Node: z53, Error: Unknown node

I successfully created the node z53 using qmgr as follows:

qmgr -c “create node z53”

Everything also looks good when I do pbsnodes -a as shown below:

z53
Mom = lustwz53
ntype = PBS
state = free
pcpus = 40
resources_available.arch = linux
resources_available.host = lustwz53
resources_available.mem = 131842484kb
resources_available.ncpus = 40
resources_available.vnode = z53
resources_assigned.accelerator_memory = 0kb
resources_assigned.hbmem = 0kb
resources_assigned.mem = 0kb
resources_assigned.naccelerators = 0
resources_assigned.ncpus = 0
resources_assigned.vmem = 0kb
resv_enable = True
sharing = default_shared
last_state_change_time = Wed Feb 12 16:57:59 2020
last_used_time = Wed Feb 12 16:55:51 2020

But when I do pbsnodes z53 it gives the error:

Node: z53, Error: Unknown node

In /etc/hosts z53 is defined as:

xx.xxx.xxx.xx lustwz53 z53

I am able to submit jobs to the node.
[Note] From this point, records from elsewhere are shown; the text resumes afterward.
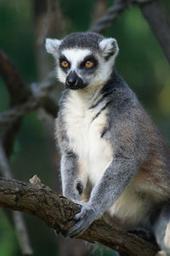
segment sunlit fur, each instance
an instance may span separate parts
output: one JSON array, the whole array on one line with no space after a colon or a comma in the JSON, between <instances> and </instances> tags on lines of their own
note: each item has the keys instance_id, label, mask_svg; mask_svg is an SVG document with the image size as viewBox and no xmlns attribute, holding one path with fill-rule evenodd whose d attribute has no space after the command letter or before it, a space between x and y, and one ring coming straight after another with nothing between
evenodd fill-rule
<instances>
[{"instance_id":1,"label":"sunlit fur","mask_svg":"<svg viewBox=\"0 0 170 256\"><path fill-rule=\"evenodd\" d=\"M56 121L63 195L82 205L81 221L68 236L82 234L107 212L125 230L144 228L154 233L162 255L169 256L169 152L114 68L119 51L116 39L73 33L61 41L47 40L46 48L56 60L62 83L74 71L86 84L63 92ZM89 55L98 62L91 71L80 67ZM60 66L60 55L70 62L65 71Z\"/></svg>"}]
</instances>

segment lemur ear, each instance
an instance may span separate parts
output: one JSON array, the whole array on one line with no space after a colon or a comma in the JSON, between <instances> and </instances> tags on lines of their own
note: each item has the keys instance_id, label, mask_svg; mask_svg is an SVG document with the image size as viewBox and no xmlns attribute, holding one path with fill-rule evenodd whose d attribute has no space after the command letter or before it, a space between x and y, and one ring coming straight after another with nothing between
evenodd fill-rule
<instances>
[{"instance_id":1,"label":"lemur ear","mask_svg":"<svg viewBox=\"0 0 170 256\"><path fill-rule=\"evenodd\" d=\"M47 52L55 55L59 52L59 46L62 40L46 38L45 47Z\"/></svg>"},{"instance_id":2,"label":"lemur ear","mask_svg":"<svg viewBox=\"0 0 170 256\"><path fill-rule=\"evenodd\" d=\"M99 43L99 49L105 59L108 61L110 56L116 56L119 47L115 38L105 38Z\"/></svg>"}]
</instances>

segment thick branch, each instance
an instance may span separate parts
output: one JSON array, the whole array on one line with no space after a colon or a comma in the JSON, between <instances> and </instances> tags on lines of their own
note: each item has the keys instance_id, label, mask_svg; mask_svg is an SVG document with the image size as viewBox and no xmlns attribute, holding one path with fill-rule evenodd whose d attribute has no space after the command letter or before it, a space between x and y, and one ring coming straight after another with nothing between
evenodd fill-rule
<instances>
[{"instance_id":1,"label":"thick branch","mask_svg":"<svg viewBox=\"0 0 170 256\"><path fill-rule=\"evenodd\" d=\"M48 187L0 178L0 207L31 213L57 232L74 224L72 217L81 207L58 195ZM90 242L99 242L131 256L153 256L157 247L135 235L125 233L117 225L109 225L99 218L79 236Z\"/></svg>"}]
</instances>

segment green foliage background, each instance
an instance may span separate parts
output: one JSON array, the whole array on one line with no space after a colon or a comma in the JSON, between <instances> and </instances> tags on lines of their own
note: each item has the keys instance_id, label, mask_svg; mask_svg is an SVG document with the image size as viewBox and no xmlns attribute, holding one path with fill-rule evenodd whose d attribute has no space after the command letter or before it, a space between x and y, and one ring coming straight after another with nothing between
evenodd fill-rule
<instances>
[{"instance_id":1,"label":"green foliage background","mask_svg":"<svg viewBox=\"0 0 170 256\"><path fill-rule=\"evenodd\" d=\"M108 1L108 6L111 3ZM163 3L170 15L169 1ZM67 33L89 28L94 3L92 0L60 0L61 11L68 23ZM140 9L130 7L105 31L105 35L117 39L120 54L116 67L150 112L169 144L170 69ZM1 0L0 47L28 84L37 81L32 1ZM8 108L8 92L0 78L0 111ZM54 170L52 149L49 148L47 132L37 114L27 114L14 144L12 157L14 177L27 181L37 173L42 183L55 189L58 177ZM59 255L54 231L31 216L26 215L26 222L35 255ZM104 254L113 255L113 253ZM0 211L0 256L20 255L14 229L4 212Z\"/></svg>"}]
</instances>

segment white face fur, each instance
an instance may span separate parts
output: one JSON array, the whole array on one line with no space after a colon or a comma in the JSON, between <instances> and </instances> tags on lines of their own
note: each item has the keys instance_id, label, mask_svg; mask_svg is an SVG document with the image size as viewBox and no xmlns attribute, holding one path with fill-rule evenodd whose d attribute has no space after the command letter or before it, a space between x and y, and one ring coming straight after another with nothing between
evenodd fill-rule
<instances>
[{"instance_id":1,"label":"white face fur","mask_svg":"<svg viewBox=\"0 0 170 256\"><path fill-rule=\"evenodd\" d=\"M99 43L99 49L94 52L88 48L76 47L60 51L60 44L62 40L46 39L46 49L56 60L57 76L60 82L65 84L68 75L73 72L83 83L83 87L75 89L99 86L109 79L119 50L116 39L103 39ZM64 61L69 64L68 67L62 66ZM87 67L87 61L92 61L92 67Z\"/></svg>"}]
</instances>

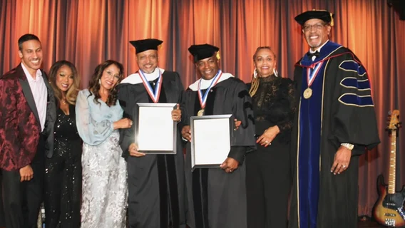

Just wondering why pbsnodes z53 doesn’t recognize the shortname?

qmgr -c "d n z53 "
qmgr -c “create node z53 Mom=lustwz53”

pbsnodes z53 # check whether this works

Otherwise:
Please share the output of pbs_hostn -v lustwz53
nslookup lustwz53

Does pbsnodes -v z53 work?

Thanks, I tried your commands and here is the output below ( I’ve xxxx’ed out some stuff )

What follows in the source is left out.